Flowers benefit from organic gardening because the compost used is well-balanced with nutrients that encourage blooms and foliage growth. Vegetables that are raised organically have been shown to have higher levels of the nutrients needed to stay healthy, according to a long-term study by scientists at U.C. California at Davis. Organic gardeners do not use the harmful chemical pesticides that leave residue on food.
The Organic Trade Association's 2010 Organic Industry Survey reported that "sales of organic fruits and vegetables have grown from $2.55 billion, representing approximately 3 percent of all fruit and vegetable sales, to the nearly $9.5 billion level and 11.4 penetration" of 2009. All vegetables benefit from using nutrient-rich compost as fertilizer and natural organic insect sprays to control harmful pests. For home gardens, tomatoes are the most popular vegetable to grow. There are many varieties of heirloom tomatoes available as plants and seeds at garden centers. Heirloom tomatoes such as Aunt Ruby's Green German, Stupice and the legendary Mortgage Lifter are intensely flavored and grow on vines that can reach to 10 feet long. Other popular vegetables to grow organically at home include Round French zucchini, Shiraz beets, Kentucky Wonder pole beans and Rhubarb chard.
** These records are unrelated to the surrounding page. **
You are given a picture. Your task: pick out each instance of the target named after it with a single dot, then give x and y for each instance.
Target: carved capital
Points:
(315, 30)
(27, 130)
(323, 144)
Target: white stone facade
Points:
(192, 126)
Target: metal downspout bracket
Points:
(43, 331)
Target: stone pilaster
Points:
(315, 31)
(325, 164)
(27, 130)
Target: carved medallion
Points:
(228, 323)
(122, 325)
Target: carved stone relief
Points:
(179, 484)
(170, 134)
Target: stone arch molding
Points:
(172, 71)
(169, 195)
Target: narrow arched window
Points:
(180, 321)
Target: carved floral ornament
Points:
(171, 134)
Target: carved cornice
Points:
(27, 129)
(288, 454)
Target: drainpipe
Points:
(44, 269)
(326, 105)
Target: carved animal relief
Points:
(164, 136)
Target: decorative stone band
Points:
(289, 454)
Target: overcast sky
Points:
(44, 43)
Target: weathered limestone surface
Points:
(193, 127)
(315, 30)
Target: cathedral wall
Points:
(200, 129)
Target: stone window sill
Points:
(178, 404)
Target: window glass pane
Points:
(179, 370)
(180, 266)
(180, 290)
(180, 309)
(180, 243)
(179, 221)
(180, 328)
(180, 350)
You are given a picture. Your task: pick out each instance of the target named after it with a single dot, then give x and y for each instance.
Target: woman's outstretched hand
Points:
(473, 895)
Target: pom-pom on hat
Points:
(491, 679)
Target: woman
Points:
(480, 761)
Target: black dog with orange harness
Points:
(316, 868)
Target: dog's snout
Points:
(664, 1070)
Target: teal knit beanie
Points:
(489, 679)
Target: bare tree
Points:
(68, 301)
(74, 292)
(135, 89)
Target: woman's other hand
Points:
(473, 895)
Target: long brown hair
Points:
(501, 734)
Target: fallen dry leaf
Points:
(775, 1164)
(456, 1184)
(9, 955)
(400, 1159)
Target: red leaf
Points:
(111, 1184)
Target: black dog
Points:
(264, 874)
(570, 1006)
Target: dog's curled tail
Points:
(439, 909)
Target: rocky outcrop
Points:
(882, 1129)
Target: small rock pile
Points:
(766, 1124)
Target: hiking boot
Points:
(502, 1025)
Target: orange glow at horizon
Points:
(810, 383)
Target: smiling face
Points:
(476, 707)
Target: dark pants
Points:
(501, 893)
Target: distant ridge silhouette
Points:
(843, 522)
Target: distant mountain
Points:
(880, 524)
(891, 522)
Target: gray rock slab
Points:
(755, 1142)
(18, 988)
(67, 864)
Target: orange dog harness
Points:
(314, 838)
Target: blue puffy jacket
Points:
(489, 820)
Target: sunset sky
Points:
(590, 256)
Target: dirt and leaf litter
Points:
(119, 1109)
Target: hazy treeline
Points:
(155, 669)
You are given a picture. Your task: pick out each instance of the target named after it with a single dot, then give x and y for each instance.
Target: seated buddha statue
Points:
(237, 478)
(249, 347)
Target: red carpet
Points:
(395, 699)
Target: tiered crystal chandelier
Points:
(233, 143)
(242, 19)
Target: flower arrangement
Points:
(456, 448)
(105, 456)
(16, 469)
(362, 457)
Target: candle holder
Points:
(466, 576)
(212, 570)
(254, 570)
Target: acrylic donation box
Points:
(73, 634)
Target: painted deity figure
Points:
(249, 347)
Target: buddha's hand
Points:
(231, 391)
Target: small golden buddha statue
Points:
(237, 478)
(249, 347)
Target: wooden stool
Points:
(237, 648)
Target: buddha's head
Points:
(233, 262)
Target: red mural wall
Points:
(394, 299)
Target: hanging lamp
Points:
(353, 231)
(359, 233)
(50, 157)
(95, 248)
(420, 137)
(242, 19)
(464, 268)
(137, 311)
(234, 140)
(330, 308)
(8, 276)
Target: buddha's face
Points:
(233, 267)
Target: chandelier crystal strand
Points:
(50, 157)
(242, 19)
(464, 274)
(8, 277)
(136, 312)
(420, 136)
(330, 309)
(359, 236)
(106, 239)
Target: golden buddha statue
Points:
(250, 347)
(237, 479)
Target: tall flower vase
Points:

Organic care for flowers includes adding compost to the soil at planting time and as a fertilizer side dressing throughout the growing season. Microorganisms in compost release nutrients to the root system in cycles geared to the plant's needs. Nitrogen fertilizers create an artificial burst of growth but do not continue feeding the plant. Flowers such as roses are heavy feeders and thrive when given compost on a regular schedule. Spring flowering bulbs and perennials such as dahlia, candytuft and daylilies benefit from organic gardening care that includes compost and natural pest prevention.
It can be easy to forget to fertilize flowering shrubs such as camellia, azalea, lilac and honeysuckle. Perennial shrubs can be planted anytime from spring to fall in well-drained soil that has been amended with compost. Add only low doses of compost as fertilizer during the first year as the plant's root system becomes established. When insects such as aphids become a problem, there are several types of organic remedies to use, such as garlic or dish soap spray. Fungus and mildew diseases respond to treatment with milk spray.